Saturn’s Radio Period Crossover

March 22, 2011
PIA NumberPIA13767
Language
  • english

This spectrogram and video show a changing pattern of radio waves from Saturn known as Saturn Kilometric Radiation, as detected by NASA's Cassini spacecraft.

Recent data from the radio and plasma wave instrument show that the variation in radio waves controlled by the planet's rotation is different in the northern and southern hemispheres. Moreover, the northern and southern rotational variations also appear to change with the Saturnian seasons and the hemispheres have actually swapped rates. These two radio waves, converted to the human audio range, can be heard and seen in the new video.

Saturn emits radio waves known as Saturn Kilometric Radiation. To Cassini, they sound a bit like bursts of a spinning air raid siren, since the radio waves vary with each rotation of the planet. This kind of radio wave pattern had been previously used at Jupiter to measure the planet's rotation rate, but Saturn turned out to be much more complicated.
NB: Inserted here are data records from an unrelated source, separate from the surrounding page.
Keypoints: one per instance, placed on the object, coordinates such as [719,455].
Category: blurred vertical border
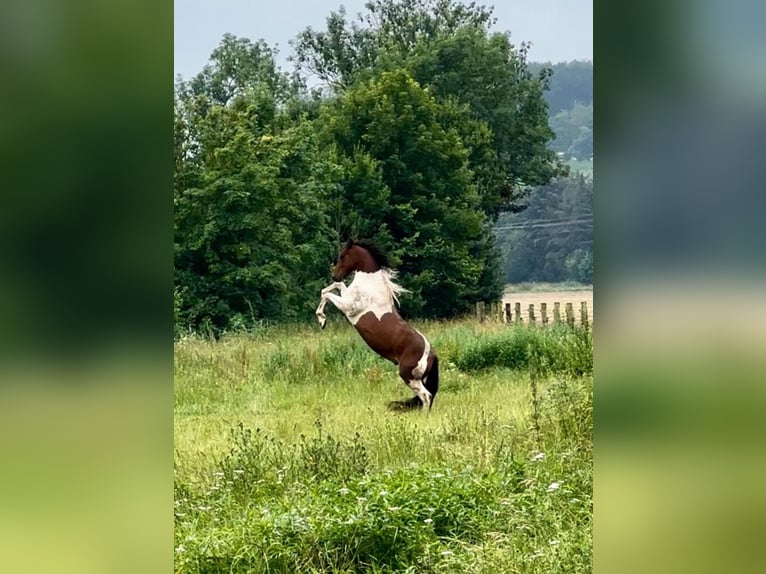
[680,271]
[86,286]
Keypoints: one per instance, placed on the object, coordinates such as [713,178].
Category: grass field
[287,460]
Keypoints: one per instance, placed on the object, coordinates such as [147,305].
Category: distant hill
[571,83]
[570,109]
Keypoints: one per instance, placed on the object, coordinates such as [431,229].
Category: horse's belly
[380,334]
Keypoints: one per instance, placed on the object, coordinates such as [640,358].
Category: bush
[559,349]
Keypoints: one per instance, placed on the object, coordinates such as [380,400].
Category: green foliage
[448,48]
[336,485]
[574,131]
[407,178]
[432,126]
[571,83]
[556,350]
[552,240]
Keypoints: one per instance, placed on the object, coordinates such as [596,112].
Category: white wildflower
[553,486]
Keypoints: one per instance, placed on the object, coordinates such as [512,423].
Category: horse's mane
[377,254]
[389,274]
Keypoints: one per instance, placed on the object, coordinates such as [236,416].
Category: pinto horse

The data shown here cover a period from 2004 to late 2010. Saturn's equinox, when the sun shone directly over the planet's equator, occurred in August 2009. That marked the beginning of spring in Saturn's northern hemisphere. The crossover of the radio wave variations occurred around March 2010, seven months after equinox.

The colors indicate the emitted power of the radio waves, with red as the most powerful.

The vertical axis represents the rotation rate inside Saturn, from 11 hours at bottom to 10.4 hours at top. The bottom axis, representing time, spans from 2004 at left through 2011 at right.

[Caption updated Jan. 11, 2012.]

The Cassini-Huygens mission is a cooperative project of NASA, the European Space Agency and the Italian Space Agency. NASA's Jet Propulsion Laboratory, a division of the California Institute of Technology in Pasadena, Calif. manages the mission for NASA's Science Mission Directorate, Washington, D.C. The radio and plasma wave science team is based at the University of Iowa, Iowa City.